Recordaba junto con un viejo amigo, cuando en el colegio, entre los 10 y los 14 años, a inicios de los años sesenta, la algarabía entre chiquillos, cada vez que alguna desavenencia entre compañeros terminaba con un reto a trompearse. Comenzaba normalmente por algún coqueteo a la hermana, frente a lo cual el hermano se sentía obligado a defender el honor familiar. Nunca se consultaba a la hermana, pues era cuestión de varones salir por los fueros. Cuando ella se enteraba, normalmente se resentía, aun cuando muchas veces, me imagino yo, había una complicidad no verbalizada. Era, claro está, época de machismo del más tradicional. Una vez retado el enamorado indeseable a los trompones o quiños, normalmente se pactaban las reglas. Solo trompones, con patadas, con o sin patadas en el suelo; si la diferencia de fortaleza era grande, podía desafiarse con la chulla y si la diferencia era verdaderamente grande, podía el más fortachón ofrecer trompearse con la chulla hincada.

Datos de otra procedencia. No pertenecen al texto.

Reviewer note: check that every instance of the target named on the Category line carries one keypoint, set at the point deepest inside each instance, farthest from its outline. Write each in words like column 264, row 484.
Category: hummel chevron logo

Determinadas la hora y el lugar, normalmente la salida de clases y en un potrero cercano al colegio, se producía un verdadero cortejo de niños y preadolescentes, que entre gritos, risotadas y apuestas a uno y otro acompañaba a los contrincantes. Sacadas las chompas, de uso común en esa época, comenzaba la gresca. Las barras gritaban a favor de uno u otro. Sácale chocolate, gritaban los unos; mátale, los más exaltados. Lo cierto es que a la primera trompada en el blanco que terminaba con el ojo morado o la nariz sangrante de uno de los bronquistas, la pelea finalizaba; si antes no había llegado un profesor o el director, que me imagino sabían de antemano lo que pasaba, cada vez que desfilaban estos cortejos rituales. El honor quedaba satisfecho si ganaba el hermano ofendido, o si era el conquistador, este podía seguir con su enamoramiento. Nunca verdaderamente quedaban resentimientos de larga data y muchas veces quien ganaba debía cuidarse, pues su fama se regaba por la ciudad. Los más machos buscaban enfrentarse con ellos en una suerte de concurso para saber quién era el más terrible del barrio, del colegio o de un sector de la ciudad.
Estos ritos terminaban cuando la hermana cumplía 15 años, momento en que los enamoramientos comenzaban a ser aceptados en las familias y máximo el hermano debía jugar el muy antipático rol de chaperón. Las broncas se producían solo cuando alguien se encontraba una enamorada en otro barrio o que era parte de un grupo de amigos distinto. En esos casos, las peleas incluían varios miembros de las jorgas y se armaban verdaderos battle royals. Eran muy clásicamente peleas de machos por el control de territorios imaginarios.
Para cuando la universidad, las peleas desaparecían por completo y las únicas en que se participaba eran las periódicas manifestaciones y enfrentamientos con la policía, cuando había una causa que así lo merecía. Recuerdo aquellas contra las embajadas de Bolivia y de Estados Unidos cuando mataron al Che o las protestas por la visita al país de Nelson Rockefeller. Pero estas ya no hacían parte de los ritos de pasaje a la madurez, sino de opciones políticas.
A mi edad, si alguien me reta a trompones, personalmente me declaro muerto. Siempre pensé que estos eran ritos de infancia y adolescencia y no comportamientos políticos, peor aún, materia de amenazas contra periodistas que hacen su oficio.